Thu, Nov 09, 2006

media RT Computer Graphics

Posted at 10:08 pm MST to Media

Or why the Mirrors are Southwestern art when so much of the philosophy is Asian and European.

When I was first creating the Net of Mirrors, more than a dozen years ago, I needed to have images to put on the cards. I can do an adequate job of design and layout, but I have no particular skill at any representational art.

I was willing to pay reasonable amounts of money for materials for what was effectively a hobby, not a business. I like books and typography, so I bought real licensed fonts from Adobe and other professional type-foundries and spent serious money for a laser printer with PostScript capability (which cost 10 times as much as my current laser printer, even ignoring inflation). I also bought various Adobe Type Manager tools for OS/2 and Windows, so between that and the fonts I ended up on some professional-graphics-designer customer.

I love the Publishing Perfection catalog. I just can't often justify buying from it, especially since my home systems have generally been OS/2 and Linux and most of the products they carry are aimed at the PC and Mac. (My wallet is glad there are good open-source fonts these days...)

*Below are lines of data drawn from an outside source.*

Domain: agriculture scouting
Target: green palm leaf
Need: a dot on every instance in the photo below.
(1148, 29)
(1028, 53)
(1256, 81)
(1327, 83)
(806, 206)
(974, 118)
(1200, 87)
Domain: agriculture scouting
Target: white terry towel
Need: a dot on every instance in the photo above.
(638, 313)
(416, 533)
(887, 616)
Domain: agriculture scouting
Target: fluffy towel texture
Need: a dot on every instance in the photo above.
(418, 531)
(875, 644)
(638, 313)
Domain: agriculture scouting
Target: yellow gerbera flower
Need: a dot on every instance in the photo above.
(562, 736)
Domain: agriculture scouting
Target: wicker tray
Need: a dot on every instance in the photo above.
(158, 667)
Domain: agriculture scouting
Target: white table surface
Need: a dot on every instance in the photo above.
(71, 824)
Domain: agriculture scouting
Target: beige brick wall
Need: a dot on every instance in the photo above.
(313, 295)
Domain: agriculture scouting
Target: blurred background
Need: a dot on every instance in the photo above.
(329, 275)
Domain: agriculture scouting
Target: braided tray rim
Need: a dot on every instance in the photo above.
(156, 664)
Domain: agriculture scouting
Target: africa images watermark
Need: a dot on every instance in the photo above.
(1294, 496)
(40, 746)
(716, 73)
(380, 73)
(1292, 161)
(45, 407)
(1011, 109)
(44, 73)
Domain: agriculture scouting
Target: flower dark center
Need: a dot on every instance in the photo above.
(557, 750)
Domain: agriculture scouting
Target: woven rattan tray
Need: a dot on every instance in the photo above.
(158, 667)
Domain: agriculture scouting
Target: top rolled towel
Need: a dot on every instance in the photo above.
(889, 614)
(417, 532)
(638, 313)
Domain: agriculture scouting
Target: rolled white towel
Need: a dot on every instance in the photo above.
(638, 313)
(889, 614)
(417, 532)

Willingness to buy doesn't help if there is nothing to be bought, even with sources for professional grade clipart and tools. The vast majority of the clipart that was available in the early 90s seemed to be either business-related or (mostly Protestant) Christian religious, which wasn't much help to me for illustratng the Mirrors. (I thought that much of it was hideous, too, but that was a separate problem.)

The major exception was the Santa Fe Collection from RT Computer Graphics www.rtcomputer.com in New Mexico, a set of Southwestern and Native American images and motifs that supported the richness of symbolism and abstration that I needed.

The original edition of the Santa Fe collection came on floppies and was, I think, all black and white.

The second edition came on a CD and included color versions, and GIFs for use on websites, since the web was becoming important by then. They added other packages added to the product line over the years: one of Plains Indian art, one of Petroglyphs and art inspired by petroglyphs, one of Cowboy images.

Their most recent addition is the Santa Fe Collection II, about half of which is business-related and holiday clipart with a Southwestern and Native American skew. I found this a little disappointing, but my uses for clipart are fairly peculiar.

I now own all but the Cowboy package. The Santa Fe II and Petroglyph Collections just arrived a few days ago.

Expect to see little petroglyph people doing strange things around the blog and website in the future.